A recent Gartner survey on Hadoop cited the two biggest challenges in working with Hadoop: “Skills gaps continue to be a major adoption inhibitor for 57% of respondents, while deciding how to get value from Hadoop was cited by 49% of respondents.” A recent study by the consulting firm, PwC supported the second point, “There is a clear business need to unlock the value tied up in information.”
In spite of these objections, enterprises increasingly need to ingest high volumes of data from a wide variety of both structured and unstructured sources in high velocity environments. When we talk with enterprise data project managers, they say, “Our biggest challenge is getting the data from the source into an application.” It doesn’t matter whether they are getting data from a batch process or a streaming source. We hear it over and over again, “I have a source (or sources) of data and I need to get it into a data lake so we can get to the value.”
When an organization decides to roll out Hadoop, they face additional challenges when creating solutions on Hadoop. In a typical scenario, an enterprise must engage costly Hadoop engineers to build data pipelines that have a high degree of complexity. The multiple technologies used in these projects add another layer of complexity, which typically equates to increased costs, longer time-to-production, and a high cost of maintenance. As a result, these pipelines can be difficult to test, often require a great deal of maintenance, and demand significant tuning to achieve performance goals, all of which lead to a high TCO.

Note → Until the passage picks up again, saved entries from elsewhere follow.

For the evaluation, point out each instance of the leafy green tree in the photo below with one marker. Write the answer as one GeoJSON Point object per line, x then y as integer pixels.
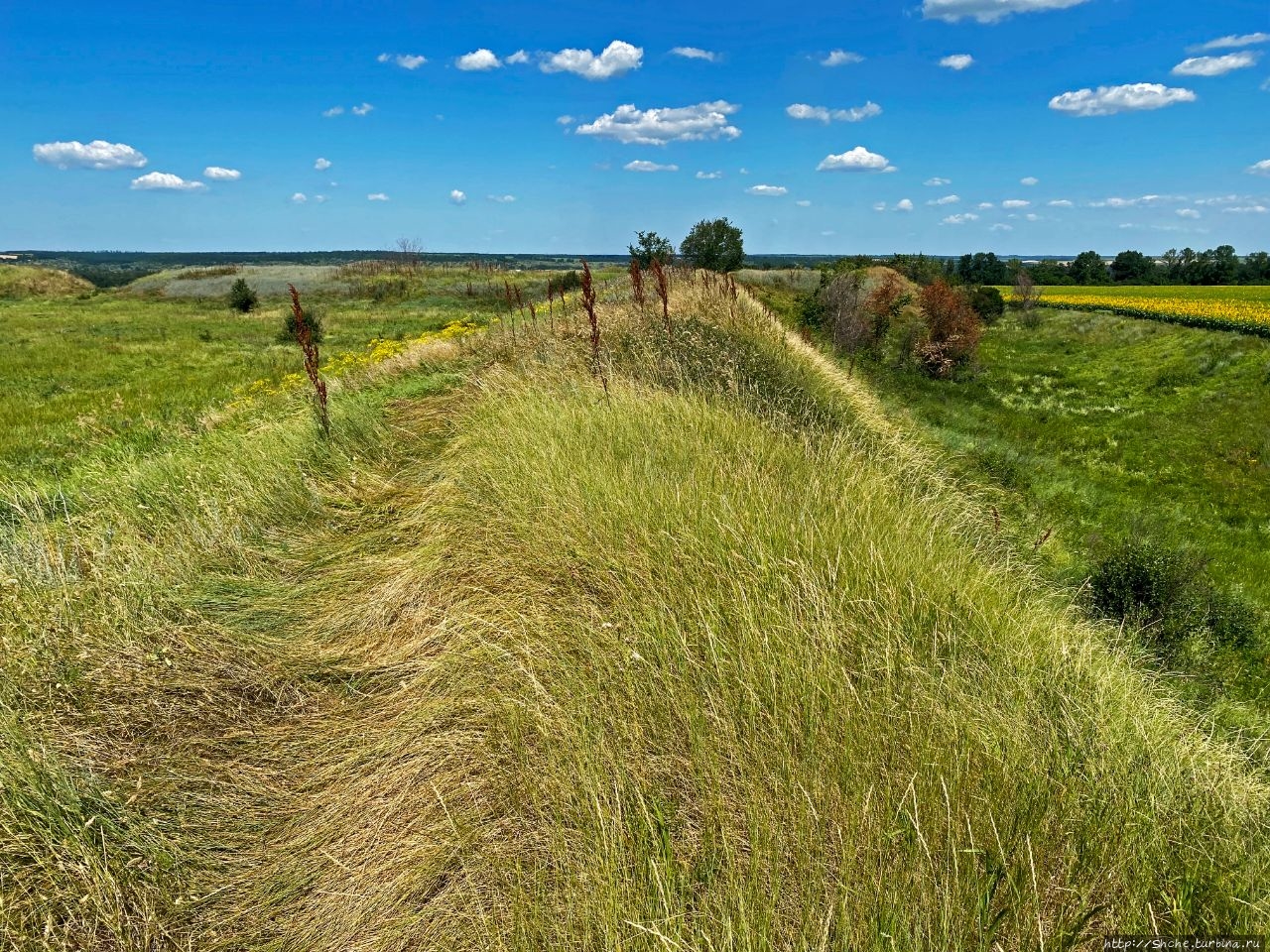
{"type": "Point", "coordinates": [1133, 268]}
{"type": "Point", "coordinates": [714, 245]}
{"type": "Point", "coordinates": [241, 298]}
{"type": "Point", "coordinates": [1088, 268]}
{"type": "Point", "coordinates": [648, 246]}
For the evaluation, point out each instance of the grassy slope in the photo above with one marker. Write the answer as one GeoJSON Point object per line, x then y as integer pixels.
{"type": "Point", "coordinates": [710, 664]}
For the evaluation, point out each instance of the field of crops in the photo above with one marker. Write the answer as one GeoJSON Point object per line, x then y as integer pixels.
{"type": "Point", "coordinates": [1242, 308]}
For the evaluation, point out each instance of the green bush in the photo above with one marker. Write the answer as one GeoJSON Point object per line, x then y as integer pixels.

Ideally, a solution would sit on top of Hadoop that would allow users to quickly drag-and-drop the appropriate components to build and test data pipelines. Such a solution would translate complex, loosely connected technologies, programming and scripts into easy to build and maintain data pipelines on Hadoop. As a result, the skills gap and business need objections would be obviated, and expensive and rare engineering resources would no longer be necessary to build data pipelines on Hadoop. Such a solution would also reduce the time-to-production from months to weeks, thereby cutting costs and delivering business value faster.
Also known as Cask Hydrator, this solution is an extension to the open source Cask Data Application Platform (CDAP). The solution simplifies the process of developing, running, automating, and operating data pipelines on Hadoop. As a result, Cask Hydrator allows users to rapidly build and run streamlined data refineries to support many use-cases.